Ваниль и шоколад - Модиньяни Ева. Страница 53

– Да у тебя просто мания за мной шпионить! – заорал Андреа, скомкав и швырнув на пол полотенце. – Ты нарочно выдумала этот трюк с воскресной работой, чтобы потом нагрянуть домой в надежде меня подловить! Как видишь, ничего у тебя не вышло!

– Хватит лгать, ты просто смешон! – сорвалась на крик Пенелопа. – Твоя Мильявакка оставила следы своего пребывания по всему дому!

– Шизофреничка! Дура! Хочешь знать правду? Ты у меня в печенках сидишь.

Он вернулся в спальню, закрылся там и вскоре вышел полностью одетый. Покидая дом, он изо всех сил хлопнул дверью.

Пенелопа вошла в спальню, с отвращением бросила взгляд на постель, которую Андреа так и не убрал, взяла свою севрскую вазочку и переставила ее на ночной столик в комнате для гостей, где теперь спала. Она легла на кровать, надеясь немного успокоиться, и стала ждать возвращения детей.

14

– Мама! Я хочу пить!

Как всегда, Даниэле требовал ее присутствия, когда ему пора было спать. Пенелопа поднялась с постели, налила в кухне стакан свежей воды и вошла с ним в комнату сына.

– Вот и я, – сказала она, склонившись над ним и приподнимая голову сына, чтобы ему было удобнее пить. Даниэле сделал только один глоток. Пенелопа поставила стакан на тумбочку. – А теперь спи, – добавила она ласково.

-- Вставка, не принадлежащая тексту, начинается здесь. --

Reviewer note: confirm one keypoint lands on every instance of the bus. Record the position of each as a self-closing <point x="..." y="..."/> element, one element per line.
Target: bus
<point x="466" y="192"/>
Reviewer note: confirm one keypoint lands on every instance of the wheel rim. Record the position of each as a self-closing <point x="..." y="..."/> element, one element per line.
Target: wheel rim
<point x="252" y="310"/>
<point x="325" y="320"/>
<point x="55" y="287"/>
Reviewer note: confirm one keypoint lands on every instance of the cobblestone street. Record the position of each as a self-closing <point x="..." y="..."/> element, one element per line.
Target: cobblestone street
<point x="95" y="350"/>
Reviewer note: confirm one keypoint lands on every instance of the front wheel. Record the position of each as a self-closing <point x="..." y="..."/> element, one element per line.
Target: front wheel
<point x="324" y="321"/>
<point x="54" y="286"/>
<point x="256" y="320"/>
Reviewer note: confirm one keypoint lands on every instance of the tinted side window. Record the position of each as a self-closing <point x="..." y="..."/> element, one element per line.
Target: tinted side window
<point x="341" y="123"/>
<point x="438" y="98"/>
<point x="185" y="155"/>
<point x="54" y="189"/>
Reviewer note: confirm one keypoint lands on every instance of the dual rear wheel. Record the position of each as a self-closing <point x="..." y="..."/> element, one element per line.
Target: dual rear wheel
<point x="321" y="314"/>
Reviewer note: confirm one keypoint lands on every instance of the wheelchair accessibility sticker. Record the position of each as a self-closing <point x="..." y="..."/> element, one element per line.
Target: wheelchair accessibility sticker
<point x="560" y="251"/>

Мальчик схватил ее за руку.

– Не уходи! – взмолился он.

Пенелопа опустилась на пол. Одной рукой она сжимала руку сына, другой гладила его по волосам.

– А теперь спи.

– Нет, дай мне еще воды.

– Ты же знаешь, тебе нельзя много пить на ночь, – принялась уговаривать Пенелопа сына.

– Самую капельку! Но если я описаюсь, ты никому не скажешь?

– Никому. Но ты постарайся этого не делать. Теперь я могу вернуться к себе?

– Можешь лечь вместе со мной, – предложил Даниэле, подвигаясь в кровати, чтобы дать ей место.

В этот момент Лючия тоже подала голос.

– Вы меня разбудили! Я тоже пить хочу, – захныкала она.

Пенелопа прекрасно знала, что капризы дочери вызваны не чем иным, как ревностью. Всякий раз, когда младший брат звал мать, она вмешивалась, требуя своей доли внимания.

– Твоя сестра тоже хочет пить. Подожди, я вернусь. Она вошла в комнату Лючии, маленькую, но очень красивую спаленку с мебелью, покрывалами и занавесками пастельных тонов.

– Вот тебе вода, малышка, – прошептала Пенелопа.

– Нет, пусть папа принесет, – заупрямилась Лючия.

– Ты же знаешь, его нет дома, – возразила Пенелопа, призвав на помощь все свое терпение.

– Тогда я не хочу пить, – заявила девочка, пряча голову под подушку.

Пенелопа поставила стакан на столик и погладила дочку по спине.

– Оставь меня в покое, – взбрыкнула Лючия. – Не хочу прерывать твой флирт с Даниэле.

– «Флирт»? От кого ты подхватила такое словечко? – улыбнулась Пенелопа, стараясь отвлечь ее от приступа ревности.

– От бабушки Ирены. Она всегда говорит: такая-то флиртует с таким-то, или: между ними давний флирт, – объяснила девочка.

– А ты знаешь, что это значит?

– Когда двое сюсюкают друг с другом самым мерзким образом, – авторитетно заявила Лючия.

– Что ж, все верно. Я сюсюкаю со своими детьми самым мерзким образом. Все, мое терпение лопнуло. Вам обоим пора спать.

– Я хочу моего папочку! – заверещала Лючия.

– Тебе придется подождать. Возможно, он сегодня не вернется домой.

Она не исключала, что эту ночь Андреа проведет у Мильявакки или останется ночевать у матери. Как бы то ни было, на этот раз Пенелопа не собиралась из-за него страдать. Ее сердце и ум, к счастью, были заняты другим.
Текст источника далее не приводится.